Kupalingkan badan dan kutemui sosok lelaki setengah baya. Ia mengangguk meyakinkanku hingga aku melepas cengkeramanku pada perempuan menyedihkan di depanku. Gegas kutinggalkan tempat itu berbekal petunjuk dari lelaki itu.
“Anakmu yang akan menebusku dari tempat terkutuk ini, Sunti! Camkan itu! Hahahaha…”
Setelah satu jam aku menerobos kemacetan ibukota, sampailah aku di tempat yang disebutkan lelaki itu. Jantungku berdentam-dentam, Tak bisa kubayangkan, kalau Naya gagal kuselamatkan. Setengah berlari aku menyusuri lorong-lorongnya. Mataku nyalang, mencari-cari. Hanya kutemi satu dua orang yang mengacuhkanku, membuatku makin gila. Sempat kutemukan sebuah pisau berkarat yang telah dibuang di pinggir jalan lorong itu, kugenggam erat-erat sebagai satu-satunya senjataku bertahan.
Ketika lorong-lorong itu berakhir, dari kejauhan kulihat sosok yang kucari, memasuki sebuah bilik. Kulihat sekeliling, memastikan tak ada orang lain. Dengan mengendap-endap kudekati bilik itu, mencoba mencuri dengar suaranya. Jantungku serasa terhenti, ketika kudengar teriakan berbalut tangisan yang kukenali.
“Ayah jahat! Ayah jahat! Naya mau pulang sama Ibu! Huhuhuhu….”
“Diaamm! Ibumu sudah mati!”
Aku menahan napas. Tekadku sudah bulat. Tak apa kalau harus bertaruh nyawa, yang penting anakku lepas dari bajingan itu.
“Tidaaakk… Ibu masih hidup! Ibu pasti jemput Naya! Huhuhu…”
Aku mengintip dari lubang kecil di tembok bilik yang terbuat dari triplek kusam. Samar-samar kulihat anakku menutup wajahnya dan pundaknya naik turun karena tangis.
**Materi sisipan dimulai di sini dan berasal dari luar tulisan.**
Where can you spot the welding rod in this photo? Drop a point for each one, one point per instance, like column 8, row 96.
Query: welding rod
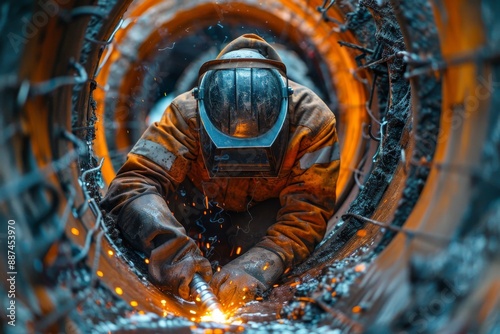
column 204, row 296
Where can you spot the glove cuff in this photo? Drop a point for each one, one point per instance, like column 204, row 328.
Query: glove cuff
column 263, row 264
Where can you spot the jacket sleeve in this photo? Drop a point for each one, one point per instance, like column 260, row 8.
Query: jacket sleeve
column 309, row 197
column 155, row 166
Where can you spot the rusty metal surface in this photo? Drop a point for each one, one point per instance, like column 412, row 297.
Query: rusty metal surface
column 415, row 245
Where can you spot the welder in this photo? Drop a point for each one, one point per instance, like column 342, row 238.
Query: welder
column 235, row 183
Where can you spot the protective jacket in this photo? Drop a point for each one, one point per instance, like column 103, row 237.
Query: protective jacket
column 169, row 151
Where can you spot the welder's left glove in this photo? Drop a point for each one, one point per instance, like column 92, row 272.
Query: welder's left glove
column 246, row 277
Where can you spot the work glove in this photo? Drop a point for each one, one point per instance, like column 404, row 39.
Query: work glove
column 174, row 258
column 246, row 277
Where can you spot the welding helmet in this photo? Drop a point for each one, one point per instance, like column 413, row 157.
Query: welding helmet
column 243, row 110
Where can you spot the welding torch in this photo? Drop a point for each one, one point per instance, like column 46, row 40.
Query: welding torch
column 204, row 296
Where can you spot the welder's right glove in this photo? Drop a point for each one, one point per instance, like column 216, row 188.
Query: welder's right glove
column 147, row 223
column 246, row 277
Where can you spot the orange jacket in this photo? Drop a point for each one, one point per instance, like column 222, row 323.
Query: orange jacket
column 169, row 151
Lelaki itu membelakanginya, entah melakukan apa. Aku bersiap mendorong pintu itu dan akan menyuruh Naya lari.
“Ibumu itu perempuan sundal! Lebih baik dia mati!!!”
Aku tak tahu apa yang terjadi ketika tiba-tiba suara teriakan Karma mengagetkanku yang tengah mendorong pintu itu. Kutemukan lelaki itu mengerang kesakitan, memegangi perutnya, lalu jatuh ke lantai.
Naya memegang sebilah gunting di tangannya, berlumuran darah.